Les clauses 4.1 à 4.4 d’ISO/IEC 27001:2022 exigent que l’organisation comprenne son contexte, les parties intéressées, les exigences et le domaine d’application du SMSI. La gestion des vulnérabilités et des correctifs ne peut pas être conçue isolément. Elle doit refléter les contrats clients, les autorités de régulation, les dépendances cloud, les services TIC externalisés, les obligations de protection des données et les services critiques.
Les clauses 6.1.1 à 6.1.3 d’ISO/IEC 27001:2022 exigent une appréciation des risques, un traitement des risques, une sélection des mesures de sécurité, une Déclaration d’applicabilité (SoA) et l’approbation du propriétaire du risque pour le risque résiduel. Les éléments probants relatifs aux vulnérabilités doivent donc être reliés au registre des risques, au plan de traitement des risques et à la SoA.
ISO/IEC 27005:2022 renforce ce modèle en encourageant les organisations à consolider les exigences issues de l’Annexe A, des obligations sectorielles, des réglementations, des contrats, des règles internes et des contrôles existants dans le référentiel de l’appréciation des risques.
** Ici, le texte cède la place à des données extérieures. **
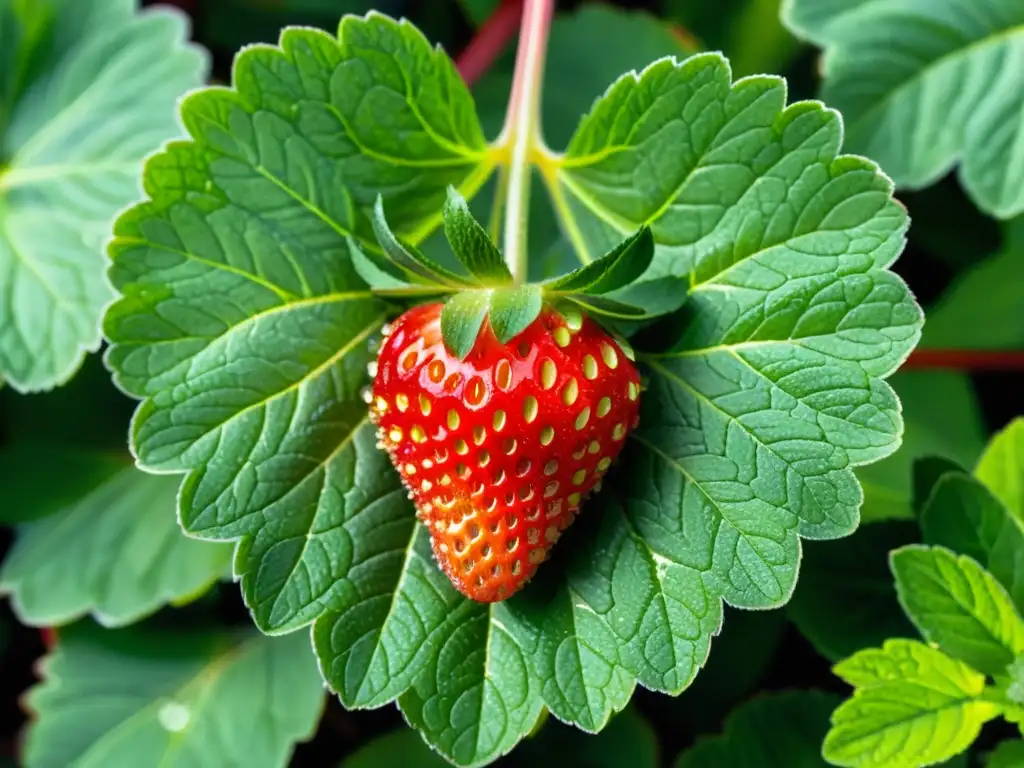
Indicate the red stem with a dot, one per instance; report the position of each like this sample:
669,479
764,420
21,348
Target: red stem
489,41
966,360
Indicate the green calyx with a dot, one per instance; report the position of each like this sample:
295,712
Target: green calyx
612,287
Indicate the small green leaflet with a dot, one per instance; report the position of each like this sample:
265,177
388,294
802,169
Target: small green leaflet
100,96
180,700
749,432
963,515
1001,468
117,553
759,733
912,705
960,606
947,89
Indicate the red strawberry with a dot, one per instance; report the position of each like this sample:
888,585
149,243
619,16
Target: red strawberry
498,451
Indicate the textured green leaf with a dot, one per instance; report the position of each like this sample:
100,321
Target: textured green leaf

Il met également l’accent sur les critères de vraisemblance, de conséquence, d’obligations légales, de relations fournisseurs, d’impact sur la vie privée et d’impact sur les tiers. En pratique, une vulnérabilité n’est pas seulement un score CVSS. C’est un événement de risque relié à des actifs, des obligations, des parties prenantes et des conséquences métier.
La pression réglementaire derrière les éléments probants relatifs aux correctifs
La réglementation moderne en cybersécurité tolère de moins en moins l’application informelle des correctifs.
NIS2 s’applique à de nombreuses entités moyennes et grandes dans des secteurs hautement critiques et critiques, et peut également viser certaines entités indépendamment de leur taille. Son périmètre inclut les fournisseurs d’infrastructures numériques tels que les services d’informatique en nuage, les services de centres de données, les réseaux de diffusion de contenu, les fournisseurs de réseaux publics de communications électroniques, les services de confiance, les services DNS et TLD, ainsi que les fournisseurs de gestion de services TIC tels que les prestataires de services managés et les prestataires de services de sécurité managés. Elle couvre également des fournisseurs numériques importants tels que les places de marché en ligne, les moteurs de recherche en ligne et les plateformes de réseaux sociaux.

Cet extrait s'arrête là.